1. `agent.learn()` calls `OnPolicyAlgorithm.learn()` in SB3, which in turn calls `RecurrentPPO.collect_rollouts()` ([L324](https://github.com/DLR-RM/stable-baselines3/blob/9e5ccc1832366d55abbf31b561ea9dcfbfdfa485/stable_baselines3/common/on_policy_algorithm.py#L324)).
2. `RecurrentPPO.collect_rollouts()` calls `RecurrentPPO.policy.forward()` on [L242](https://github.com/Stable-Baselines-Team/stable-baselines3-contrib/blob/fd7989b914937541930a23ba4e174c12854366cb/sb3_contrib/ppo_recurrent/ppo_recurrent.py#L242).
3. This calls `RecurrentActorCriticPolicy._process_sequence()` ([L237](https://github.com/Stable-Baselines-Team/stable-baselines3-contrib/blob/fd7989b914937541930a23ba4e174c12854366cb/sb3_contrib/common/recurrent/policies.py#L237)).
4. Finally, inside `RecurrentActorCriticPolicy._process_sequence()`, `nseq` is set to whatever the second dimension of the hidden state is ([L182](https://github.com/Stable-Baselines-Team/stable-baselines3-contrib/blob/fd7989b914937541930a23ba4e174c12854366cb/sb3_contrib/common/recurrent/policies.py#L182)).

Now, at the beginning this produces the expected outcome because the condition on [L191](https://github.com/Stable-Baselines-Team/stable-baselines3-contrib/blob/fd7989b914937541930a23ba4e174c12854366cb/sb3_contrib/common/recurrent/policies.py#L191) is satisfied for the entire duration of the `while` loop in `RecurrentPPO.collect_rollouts()` ([L233](https://github.com/Stable-Baselines-Team/stable-baselines3-contrib/blob/fd7989b914937541930a23ba4e174c12854366cb/sb3_contrib/ppo_recurrent/ppo_recurrent.py#L233)).

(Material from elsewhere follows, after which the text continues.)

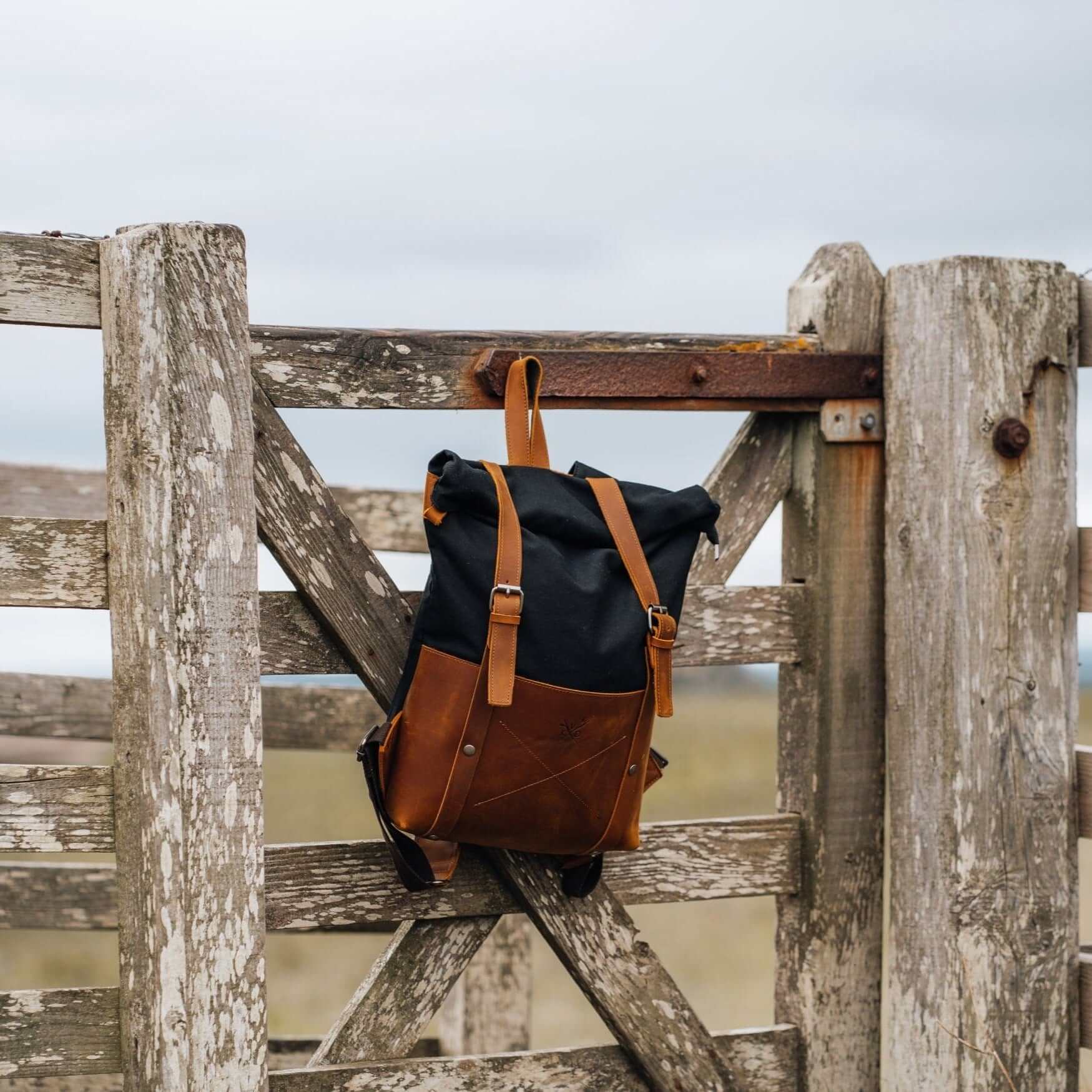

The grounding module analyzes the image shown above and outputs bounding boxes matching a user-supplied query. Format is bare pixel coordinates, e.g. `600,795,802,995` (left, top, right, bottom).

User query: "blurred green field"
8,671,1092,1066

So for the first 128 steps we are just collecting rollouts with gradients disabled, and the shape is `[1,1,64]` and training mode is `False`, as confirmed by the output above. So far, so good.

But then we hit `OnPolicyAlgorithm.train()` (SB3 [L337](https://github.com/DLR-RM/stable-baselines3/blob/9e5ccc1832366d55abbf31b561ea9dcfbfdfa485/stable_baselines3/common/on_policy_algorithm.py#L337)), resp. [L345](https://github.com/Stable-Baselines-Team/stable-baselines3-contrib/blob/fd7989b914937541930a23ba4e174c12854366cb/sb3_contrib/ppo_recurrent/ppo_recurrent.py#L345) in `RecurrentPPO`, which sends us to `RecurrentRolloutBuffer.get()` [L147](https://github.com/Stable-Baselines-Team/stable-baselines3-contrib/blob/fd7989b914937541930a23ba4e174c12854366cb/sb3_contrib/common/recurrent/buffers.py#L147). 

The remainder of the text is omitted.